Nichtwählerwahlen: Trend der Zukunft?
Kolumne von Gastautor Dieter Carstensen

In der Diskussion um Wahltrends, Wahlergebnisse und die in den Wahlauswertungen der Parteien geht mir immer ein Aspekt nahezu völlig unter: Die Nichtwählerzahlen. Die Wahlbeteiligung nimmt überall immer mehr ab, aber alle tun so, als wäre das ohne jegliche Bedeutung.

Wenn man sich anschaut, wie sehr die Anzahl der Nichtwählerschaft immer mehr zu nimmt, müsste das eigentlich ein Alarmsignal sondergleichen für alle sein, welche es mit unserer Demokratie wirklich ernst nehmen. Offensichtlich fühlen sich immer mehr Menschen in ihrem persönlichen Alltag, in ihren persönlichen Bedürfnissen durch die Parteien nicht mehr vertreten - damit meine ich alle Parteien - und bleiben Wahlen eben einfach fern. Es scheint eine zunehmende Entfremdung statt zu finden, zwischen den Menschen, welche die Parteien vorgeben zu vertreten und den Ansprüchen, welche diese an ihre "Volksvertreter" haben.

Ich stelle mir die Frage: Wie lange kann unsere Demokratie das noch aushalten, ohne tiefen Schaden zu erleiden.

In Schleswig-Holstein gab es 39,6 % Nichtwähler! So hoch war die Zahl der Nichtwählerschaft dort noch nie. Und nirgends sieht es besser aus.
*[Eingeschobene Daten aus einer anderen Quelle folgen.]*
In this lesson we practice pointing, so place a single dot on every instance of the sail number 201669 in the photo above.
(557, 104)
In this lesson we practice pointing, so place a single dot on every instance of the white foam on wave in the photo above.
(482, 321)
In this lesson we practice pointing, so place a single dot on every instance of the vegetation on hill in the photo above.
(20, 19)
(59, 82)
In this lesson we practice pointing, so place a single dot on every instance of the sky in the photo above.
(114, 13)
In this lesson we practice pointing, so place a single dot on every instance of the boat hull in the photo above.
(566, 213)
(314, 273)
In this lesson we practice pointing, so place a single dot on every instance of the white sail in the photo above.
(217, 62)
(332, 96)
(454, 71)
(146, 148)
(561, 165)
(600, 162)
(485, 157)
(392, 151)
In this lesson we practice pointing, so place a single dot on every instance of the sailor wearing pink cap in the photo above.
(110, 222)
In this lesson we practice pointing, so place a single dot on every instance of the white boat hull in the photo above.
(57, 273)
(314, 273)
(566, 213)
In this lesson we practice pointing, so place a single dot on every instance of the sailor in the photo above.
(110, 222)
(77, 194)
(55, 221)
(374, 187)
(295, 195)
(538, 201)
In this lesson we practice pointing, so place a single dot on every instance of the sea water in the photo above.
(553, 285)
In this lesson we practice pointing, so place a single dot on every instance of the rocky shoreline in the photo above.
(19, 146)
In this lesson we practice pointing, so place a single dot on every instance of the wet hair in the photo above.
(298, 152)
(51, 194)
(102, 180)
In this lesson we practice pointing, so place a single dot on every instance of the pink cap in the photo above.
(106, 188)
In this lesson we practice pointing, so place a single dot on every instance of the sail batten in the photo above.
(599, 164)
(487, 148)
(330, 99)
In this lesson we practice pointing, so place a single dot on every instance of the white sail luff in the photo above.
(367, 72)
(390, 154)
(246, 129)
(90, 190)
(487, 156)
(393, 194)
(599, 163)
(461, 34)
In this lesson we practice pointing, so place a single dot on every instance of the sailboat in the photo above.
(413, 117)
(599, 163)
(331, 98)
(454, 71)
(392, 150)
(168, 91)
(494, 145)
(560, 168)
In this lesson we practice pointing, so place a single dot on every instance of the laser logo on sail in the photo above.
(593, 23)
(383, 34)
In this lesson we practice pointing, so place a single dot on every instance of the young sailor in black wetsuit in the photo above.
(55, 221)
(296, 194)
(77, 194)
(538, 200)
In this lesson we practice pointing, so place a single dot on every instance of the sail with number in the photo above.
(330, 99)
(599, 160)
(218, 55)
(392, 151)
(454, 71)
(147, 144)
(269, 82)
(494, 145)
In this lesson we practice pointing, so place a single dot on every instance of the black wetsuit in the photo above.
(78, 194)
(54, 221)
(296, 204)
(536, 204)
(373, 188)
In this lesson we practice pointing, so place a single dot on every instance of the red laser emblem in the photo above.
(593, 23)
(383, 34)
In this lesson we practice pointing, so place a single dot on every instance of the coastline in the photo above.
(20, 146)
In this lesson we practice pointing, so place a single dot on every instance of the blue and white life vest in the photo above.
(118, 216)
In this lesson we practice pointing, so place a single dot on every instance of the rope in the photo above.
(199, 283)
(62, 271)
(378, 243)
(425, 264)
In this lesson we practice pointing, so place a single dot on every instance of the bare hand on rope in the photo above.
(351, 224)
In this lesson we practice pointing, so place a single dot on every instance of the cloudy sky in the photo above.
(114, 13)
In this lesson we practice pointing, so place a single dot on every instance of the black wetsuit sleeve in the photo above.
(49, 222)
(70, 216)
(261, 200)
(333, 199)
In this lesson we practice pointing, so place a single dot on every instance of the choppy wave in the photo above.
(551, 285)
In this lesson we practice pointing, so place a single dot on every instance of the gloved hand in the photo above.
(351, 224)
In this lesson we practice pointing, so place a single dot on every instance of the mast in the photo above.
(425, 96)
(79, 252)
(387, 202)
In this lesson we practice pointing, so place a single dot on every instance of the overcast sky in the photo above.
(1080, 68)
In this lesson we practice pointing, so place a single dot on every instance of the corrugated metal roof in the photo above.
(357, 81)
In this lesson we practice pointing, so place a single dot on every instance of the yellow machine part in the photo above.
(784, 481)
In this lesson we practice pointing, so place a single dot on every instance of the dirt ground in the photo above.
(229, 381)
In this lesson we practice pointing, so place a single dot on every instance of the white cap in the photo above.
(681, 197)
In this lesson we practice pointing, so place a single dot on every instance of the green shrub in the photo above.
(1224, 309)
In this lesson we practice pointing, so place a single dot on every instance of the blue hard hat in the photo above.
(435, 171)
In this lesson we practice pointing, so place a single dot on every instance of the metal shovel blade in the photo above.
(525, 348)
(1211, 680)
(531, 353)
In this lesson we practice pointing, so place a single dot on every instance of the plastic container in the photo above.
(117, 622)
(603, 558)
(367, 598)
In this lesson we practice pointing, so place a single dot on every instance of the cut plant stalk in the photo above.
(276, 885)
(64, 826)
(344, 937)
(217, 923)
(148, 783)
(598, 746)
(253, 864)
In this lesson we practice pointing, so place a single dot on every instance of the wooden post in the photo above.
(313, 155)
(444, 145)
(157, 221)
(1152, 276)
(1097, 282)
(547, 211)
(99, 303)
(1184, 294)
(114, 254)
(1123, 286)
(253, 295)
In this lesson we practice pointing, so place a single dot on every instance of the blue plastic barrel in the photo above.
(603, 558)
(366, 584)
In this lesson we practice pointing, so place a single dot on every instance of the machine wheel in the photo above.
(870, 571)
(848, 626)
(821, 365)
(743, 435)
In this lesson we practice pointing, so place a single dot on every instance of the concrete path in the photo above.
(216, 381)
Ich bin mir sicher, auch in NRW werden wir einen neuen Rekord der Nichtwählerzahlen bei der Landtagswahl erreichen.All diese schönen Reden der Parteien vergessen gerne EINES:

Von wieviel Prozent der Gesamtwahlberechtigen wurden sie wirklich gewählt?

Für Schleswig-Holstein z.B. sehen sie Zahlen erschreckend aus: CDU und SPD haben jeweils nur ca. 18 % der Gesamtwahlberechtigten hinter sich, FDP 4,8 %, Grüne 7,9 %, Linke 1,3 % und Piraten 5 %.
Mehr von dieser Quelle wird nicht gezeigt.